Она пожала плечами, отвернулась и покатила коляску по улице.
Макар покивал чему-то, понятному только ему, и вернулся в дом.
А спустя полчаса громко хлопнула входная дверь, и ввалился
Бабкин, потряхивая пакетом с полотенцем.
– Зря не пошел с нами, – сообщил он Макару с
порога. – Вода классная, карасиков видно.
– Вот и принес бы… карасиков! – послышался голос
Дарьи Олеговны, выпалывавшей сорняки под окном в палисаднике. – Кстати,
что за девица с тобой ходила?
Бабкин высунулся в окно и посмотрел на тетушку. Дарья
Олеговна подняла голову, утерла пот со лба и испытующе посмотрела на него.
– Долго таращиться-то будешь? – поинтересовалась
она. – А, можешь и не рассказывать. Без тебя знаю. Егоровых девица, живет
у них с сыном. Так-то с виду вроде приличная, одно плохо – рыжая!
– Дарья Олеговна, а почему рыжая – это плохо? –
спросил Макар, высовываясь в окно рядом с Бабкиным.
– Так ведь веснушки, – удивленно ответила тетушка
Бабкина, наклоняясь и машинально закапывая мокрицу обратно в землю. – Что
ж хорошего, если у бабы вся физиономия в веснушках? То она простоквашей их
выводит, то одуванчиками, то чистотелом, а они выводиться и не думают. У нее
тогда что будет? Душевные метания и расстройство кишечника.
Бабкин хрюкнул и исчез. Макар пару секунд задумчиво наблюдал
за действиями Дарьи Олеговны, а затем заметил:
– Дарья Олеговна, вы ее полить не забудьте. Мокрица –
она водичку любит.
– Какая мокрица? – спохватилась тетушка. –
Мокрица?! Ах ты ж, господи! Ну, Сережа, совсем заговорил меня, поганец, со
своими бабами! Вот только приди еще ко мне с разговорами! – грозно
закричала она. – А где ж мои бархатцы-то, а?
Она вышла из палисадника, и некоторое время Макар с Бабкиным
вслушивались в затихающие причитания по поводу бархатцев и сорняков.
– Как искупался? – спросил Макар.
– Хорошо, – кивнул в ответ Бабкин, явно думая о
чем-то своем. – Очень даже неплохо. Вода отличная, в ней мальки плавают.
А, я тебе уже говорил… – вспомнил он.
Макар внимательно посмотрел на него, усмехнулся и плюхнулся
обратно на диван.
* * *
Елена Игоревна всегда знала, что добром отношения ее дочери
с этим кудрявым молодым человеком не кончатся. Правда, она о любых отношениях
считала, что добром они не кончатся, а счастливая любовь до гроба встречается
лишь в бессмысленных слюнявых женских романах, которые Елена Игоревна презирала
до глубины души.
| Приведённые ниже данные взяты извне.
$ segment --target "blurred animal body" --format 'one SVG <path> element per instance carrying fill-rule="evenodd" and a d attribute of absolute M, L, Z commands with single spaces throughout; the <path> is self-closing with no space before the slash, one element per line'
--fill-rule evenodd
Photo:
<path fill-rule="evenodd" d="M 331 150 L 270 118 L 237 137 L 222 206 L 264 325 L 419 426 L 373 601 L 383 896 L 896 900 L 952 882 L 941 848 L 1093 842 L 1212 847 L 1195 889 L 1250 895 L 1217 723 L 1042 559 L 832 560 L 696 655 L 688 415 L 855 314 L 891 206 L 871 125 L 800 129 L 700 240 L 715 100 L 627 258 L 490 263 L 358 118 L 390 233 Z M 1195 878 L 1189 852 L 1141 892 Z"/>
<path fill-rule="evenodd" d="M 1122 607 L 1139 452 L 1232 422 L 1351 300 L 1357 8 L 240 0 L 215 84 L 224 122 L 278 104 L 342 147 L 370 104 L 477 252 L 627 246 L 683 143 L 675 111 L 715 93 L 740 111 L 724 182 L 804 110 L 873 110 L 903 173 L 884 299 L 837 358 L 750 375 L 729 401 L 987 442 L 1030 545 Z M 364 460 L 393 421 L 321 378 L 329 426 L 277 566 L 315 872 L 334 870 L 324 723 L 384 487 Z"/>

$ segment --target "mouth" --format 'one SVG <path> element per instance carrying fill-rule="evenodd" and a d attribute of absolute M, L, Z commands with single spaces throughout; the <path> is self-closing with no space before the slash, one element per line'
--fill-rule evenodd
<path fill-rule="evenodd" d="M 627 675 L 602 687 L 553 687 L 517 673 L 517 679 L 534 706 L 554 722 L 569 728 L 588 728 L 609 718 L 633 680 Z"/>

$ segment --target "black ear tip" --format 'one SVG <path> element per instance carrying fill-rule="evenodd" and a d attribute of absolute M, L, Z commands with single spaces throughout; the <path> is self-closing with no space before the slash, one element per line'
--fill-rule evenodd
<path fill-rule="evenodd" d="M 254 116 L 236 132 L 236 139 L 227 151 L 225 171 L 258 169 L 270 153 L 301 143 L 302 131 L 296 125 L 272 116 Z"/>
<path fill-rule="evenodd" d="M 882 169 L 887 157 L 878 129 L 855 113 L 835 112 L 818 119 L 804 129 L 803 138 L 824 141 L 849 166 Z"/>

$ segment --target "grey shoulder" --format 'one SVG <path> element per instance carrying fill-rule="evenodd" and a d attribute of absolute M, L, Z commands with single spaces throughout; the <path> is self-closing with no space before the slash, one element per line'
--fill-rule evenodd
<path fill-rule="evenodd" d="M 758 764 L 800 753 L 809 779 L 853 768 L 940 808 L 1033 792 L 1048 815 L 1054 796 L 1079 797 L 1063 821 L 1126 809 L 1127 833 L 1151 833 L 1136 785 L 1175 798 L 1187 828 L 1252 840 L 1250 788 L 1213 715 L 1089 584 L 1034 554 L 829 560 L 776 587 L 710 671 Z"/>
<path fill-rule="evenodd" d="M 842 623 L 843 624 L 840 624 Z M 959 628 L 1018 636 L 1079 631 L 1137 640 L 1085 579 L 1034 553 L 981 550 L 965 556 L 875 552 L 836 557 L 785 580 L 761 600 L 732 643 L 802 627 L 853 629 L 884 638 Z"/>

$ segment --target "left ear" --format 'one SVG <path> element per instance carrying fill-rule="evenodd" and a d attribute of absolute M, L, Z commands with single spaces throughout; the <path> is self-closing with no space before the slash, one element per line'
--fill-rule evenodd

Но в данном случае она оказалась права.
Кудрявый был начальником отдела маркетинга в одной из фирм,
которые проверяла Светлана. Чуть полноватый, высокий, с гладким лицом херувима
и обаятельной улыбкой, делавшей его похожим на какого-то голливудского актера,
он пользовался успехом у женщин, о чем хорошо знал. Нет, не у женщин – у
девушек, причем преимущественно молоденьких. Дамы постарше почему-то не
торопились падать к ногам очаровательного Виталика, но он предпочитал списывать
их холодность на наличие у него жены и двух очаровательных ребятишек, как две
капли воды похожих на папочку. Дамы не хотели понимать, что жена – это одно, а
легкие, ни к чему не обязывающие отношения – совсем другое. А вот девушки
понимали, и соглашались, и принимали обаятельного Виталика таким, какой он
есть, – со всеми его достоинствами и недостатками. Он сразу предупреждал
их о том, что ему нужен лишь секс, но так очаровательно и легко, что девушки не
оскорблялись и соглашались на его условия.
Светлана Царева являлась исключением хотя бы потому, что
девушкой назвать ее ну никак нельзя было. Она стала выглядеть по-женски лет с
семнадцати, как цветок, который вечером был крепко сжатым бутоном, а наутро –
раз! – и уже полностью распустившийся пион. Впрочем, на пион Светлана не
была похожа – скорее на бледную комнатную фиалку, не претендующую ни на
особенную изысканность, ни на редкостную красоту. Так, стоит что-то
незамысловатое в горшке, цветет – и хорошо.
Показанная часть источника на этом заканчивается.